Lately you have been feeling “invisible.” It seems like everyone else has friends, but you are just “in” the crowd—not “of” the crowd. You feel empty, disconnected, and alienated from those around you—socially inadequate, socially unskilled. You are anxious and sad but feel like no one else knows how miserable and isolated you are. Thanksgiving has been the worst; it was always a day of family and friends, but none are around. Now you are dreading Christmas coming.
People around you are friendly and greet you with a smile. However, you find it difficult, seemingly impossible, to have any really meaningful interaction with others. You would like to meet new people and make deep friendships, but you just can’t bring yourself to take part in social activities to make friends.

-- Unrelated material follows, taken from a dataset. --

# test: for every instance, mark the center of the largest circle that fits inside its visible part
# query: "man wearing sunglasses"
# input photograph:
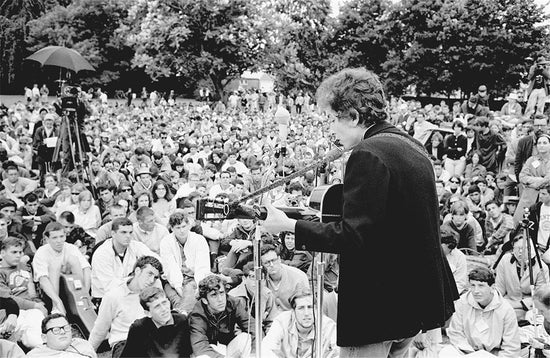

Feeling unloved and unwanted, you are lonely. But how could you be lonely when there are people all around you? Isn’t God always with you so that you will not be lonely? Can missionaries be lonely? What can you do?
How can I be lonely?
You are certainly not alone if you live in a city of millions of people. However, loneliness has nothing to do with being alone; it has to do with relationships. If you live in a village of a hundred people, you are much less likely to be lonely than if you live in a city of a million people. You are likely to know the names of everyone you meet in that village, but you may never meet anyone you know in that city.
Some singles choose to be alone, to experience solitude, and they find it a positive, pleasurable, enriching time. Loneliness is essentially unwilling solitude, wanting to be in relationship with others but not experiencing it. “Forced solitude,” solitary confinement, is one of the most terrible punishments used on people in prison.
You may be relatively new to the culture in which you live so that you find it difficult to have meaningful relationships with the nationals. You have not yet internalized enough of the culture to feel at ease with close relationships in it. Or you may have been in that culture for many years, even the leader of your group, and still be lonely. Being the leader changes your relationships with everyone in the group and it is “lonely at the top.”